Many start-ups and small companies (as well as academic inventors) collaborate with suppliers, channel partners or potential distributors. In circumstances where the start-up has decided not to patent (due to costs or the perception that patents will be difficult to enforce), it opens itself up to especially damaging circumstances, as reflected in what happened to CardiAQ.
When an appropriating party files a patent on another party’s trade secrets:
- the appropriating party may be claiming the innovator’s invention for itself without any sharing of inventorship or ownership;
- the appropriating party informs the rest of the market about the trade secret, introducing potential competition;
- by filing a patent application, the appropriating party starts the clock on the 20-year exclusivity period, limiting the period of exclusivity; and
- by filing a patent, the appropriating party takes away the ability for the innovator to control the prosecution of the patent which could either nullify or limit the scope of the innovation’s claims.
Here the two parties' experts measured damages for a technical input for a technology that had not yet been sold when the misappropriation of trade secrets took place. CardiAQ’s expert used the equity value of Neovasc, estimated the percentage of equity value attributable to the Tiara product (which included the misappropriated innovations) and then apportioned the value of the Tiara product to estimate the value of the trade secrets. This approach relied on:
- Neovasc’s revenue forecasts;
- the estimates of investment analysts; and
- while it was not included in CardiAQ’s expert’s calculations, the fact that CardiAQ was purchased in 2015 by Edwards Lifesciences for $400 million, at least in part due to the value of the misappropriated trade secrets.

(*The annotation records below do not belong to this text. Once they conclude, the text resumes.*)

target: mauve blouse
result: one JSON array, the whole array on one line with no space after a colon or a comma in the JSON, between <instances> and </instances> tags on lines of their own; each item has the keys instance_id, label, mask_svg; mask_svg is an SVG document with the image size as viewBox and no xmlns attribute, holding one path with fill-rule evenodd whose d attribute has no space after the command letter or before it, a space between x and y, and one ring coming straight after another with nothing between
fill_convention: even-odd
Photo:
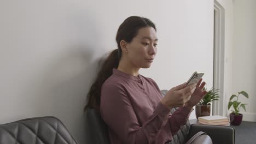
<instances>
[{"instance_id":1,"label":"mauve blouse","mask_svg":"<svg viewBox=\"0 0 256 144\"><path fill-rule=\"evenodd\" d=\"M100 111L111 143L159 143L170 141L185 124L191 110L172 115L162 104L161 92L152 79L113 69L101 89Z\"/></svg>"}]
</instances>

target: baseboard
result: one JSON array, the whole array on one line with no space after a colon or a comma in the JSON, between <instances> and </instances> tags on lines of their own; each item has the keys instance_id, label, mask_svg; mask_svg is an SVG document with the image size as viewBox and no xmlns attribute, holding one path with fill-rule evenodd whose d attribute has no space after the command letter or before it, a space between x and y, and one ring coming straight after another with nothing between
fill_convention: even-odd
<instances>
[{"instance_id":1,"label":"baseboard","mask_svg":"<svg viewBox=\"0 0 256 144\"><path fill-rule=\"evenodd\" d=\"M256 113L243 112L243 121L256 122Z\"/></svg>"}]
</instances>

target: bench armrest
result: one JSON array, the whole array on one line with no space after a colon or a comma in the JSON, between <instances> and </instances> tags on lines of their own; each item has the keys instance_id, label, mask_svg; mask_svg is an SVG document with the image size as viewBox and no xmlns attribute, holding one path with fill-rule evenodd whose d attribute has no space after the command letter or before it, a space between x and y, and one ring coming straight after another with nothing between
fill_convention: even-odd
<instances>
[{"instance_id":1,"label":"bench armrest","mask_svg":"<svg viewBox=\"0 0 256 144\"><path fill-rule=\"evenodd\" d=\"M209 135L212 139L213 143L235 144L235 129L234 127L193 124L189 127L188 139L190 139L199 131L203 131Z\"/></svg>"}]
</instances>

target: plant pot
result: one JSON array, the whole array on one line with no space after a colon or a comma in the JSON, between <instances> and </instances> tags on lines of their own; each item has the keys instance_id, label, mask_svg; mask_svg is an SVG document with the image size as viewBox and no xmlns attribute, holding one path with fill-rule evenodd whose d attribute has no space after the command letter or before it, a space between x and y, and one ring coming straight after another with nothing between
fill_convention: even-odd
<instances>
[{"instance_id":1,"label":"plant pot","mask_svg":"<svg viewBox=\"0 0 256 144\"><path fill-rule=\"evenodd\" d=\"M199 104L196 105L196 118L198 118L199 117L208 116L210 114L211 105L202 105Z\"/></svg>"},{"instance_id":2,"label":"plant pot","mask_svg":"<svg viewBox=\"0 0 256 144\"><path fill-rule=\"evenodd\" d=\"M231 113L229 114L229 118L230 118L231 124L239 125L243 119L243 114L238 113L237 115L236 115L234 113Z\"/></svg>"}]
</instances>

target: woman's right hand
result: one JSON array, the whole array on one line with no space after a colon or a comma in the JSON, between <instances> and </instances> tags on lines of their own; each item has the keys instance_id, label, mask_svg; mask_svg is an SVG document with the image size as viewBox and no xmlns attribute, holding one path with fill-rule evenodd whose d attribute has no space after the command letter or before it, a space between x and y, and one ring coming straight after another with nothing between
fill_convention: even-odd
<instances>
[{"instance_id":1,"label":"woman's right hand","mask_svg":"<svg viewBox=\"0 0 256 144\"><path fill-rule=\"evenodd\" d=\"M176 107L183 107L190 99L195 91L196 84L187 86L185 82L170 89L161 102L170 109Z\"/></svg>"}]
</instances>

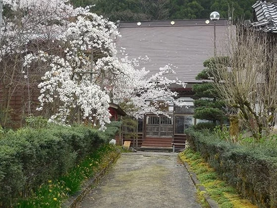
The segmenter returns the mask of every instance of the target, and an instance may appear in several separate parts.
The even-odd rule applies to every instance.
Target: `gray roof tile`
[[[206,24],[206,20],[123,22],[120,23],[121,38],[116,40],[116,47],[125,49],[130,58],[149,58],[141,64],[155,74],[159,68],[169,63],[177,68],[176,77],[187,83],[199,82],[195,78],[204,68],[203,62],[214,56],[214,23]],[[226,54],[228,29],[225,20],[216,22],[216,46],[218,54]],[[122,56],[118,52],[119,56]]]
[[[277,33],[277,1],[257,1],[253,6],[256,19],[251,23],[256,30]]]

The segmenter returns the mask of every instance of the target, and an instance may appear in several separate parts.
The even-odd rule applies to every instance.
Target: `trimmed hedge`
[[[231,143],[208,131],[186,133],[190,147],[244,198],[260,208],[277,207],[276,145]]]
[[[7,132],[0,139],[0,207],[10,207],[17,198],[65,174],[108,137],[81,126]]]

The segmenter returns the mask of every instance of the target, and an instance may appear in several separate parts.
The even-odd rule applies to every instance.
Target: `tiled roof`
[[[174,24],[173,24],[174,23]],[[228,44],[228,26],[225,20],[216,22],[217,54],[225,53]],[[169,79],[187,83],[199,82],[196,76],[204,68],[203,62],[214,56],[214,22],[206,20],[121,22],[119,30],[122,36],[116,40],[129,58],[147,55],[147,62],[141,64],[150,74],[159,71],[169,63],[177,67]],[[119,54],[118,56],[123,56]]]
[[[255,29],[277,33],[277,1],[257,1],[253,6],[256,15]]]

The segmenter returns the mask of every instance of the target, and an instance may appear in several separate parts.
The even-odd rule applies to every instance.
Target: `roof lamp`
[[[212,21],[217,21],[220,19],[220,13],[217,11],[213,11],[210,15],[210,19]]]

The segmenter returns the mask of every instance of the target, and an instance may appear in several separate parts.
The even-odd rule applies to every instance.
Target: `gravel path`
[[[79,208],[201,208],[196,193],[176,154],[123,154]]]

CardiAQ’s expert used these inputs as the basis for a Georgia-Pacific analysis that resulted in a $90 million estimate.
Neovasc’s expert quarrelled with CardiAQ’s expert’s assumptions and mainly focused on the cost of the R&D as the basis for damages, arguing that no product had been sold and that cost would be a better benchmark. The defendant's expert also argued that hindsight should not apply to the calculations, as the valuation estimates for Tiara were created in 2015, whereas the misappropriation took place in 2010. Ultimately, Neovasc’s expert testified that no damages had been established, but if the jury decided that the plaintiff’s expert’s framework was appropriate, damages should be no more than $2 million.
The jury awarded $70 million and CardiAQ was later awarded $21 million in pre-judgment interest, largely upholding CardiAQ’s expert’s methodology. Neovasc challenged the award at the US Court of Appeals for Federal Circuit, asserting that the use of 2015 information was inappropriate when the misappropriation took place in 2010. The Court of Appeals for Federal Circuit found that the district court did not err in allowing the plaintiff’s expert to rely on valuations of Tiara from 2015 in making his royalty calculation, stating: “In the patent context, to which both parties refer in making their arguments about trade secret damages, we and the Supreme Court have approved of appropriate uses of ex-post evidence.”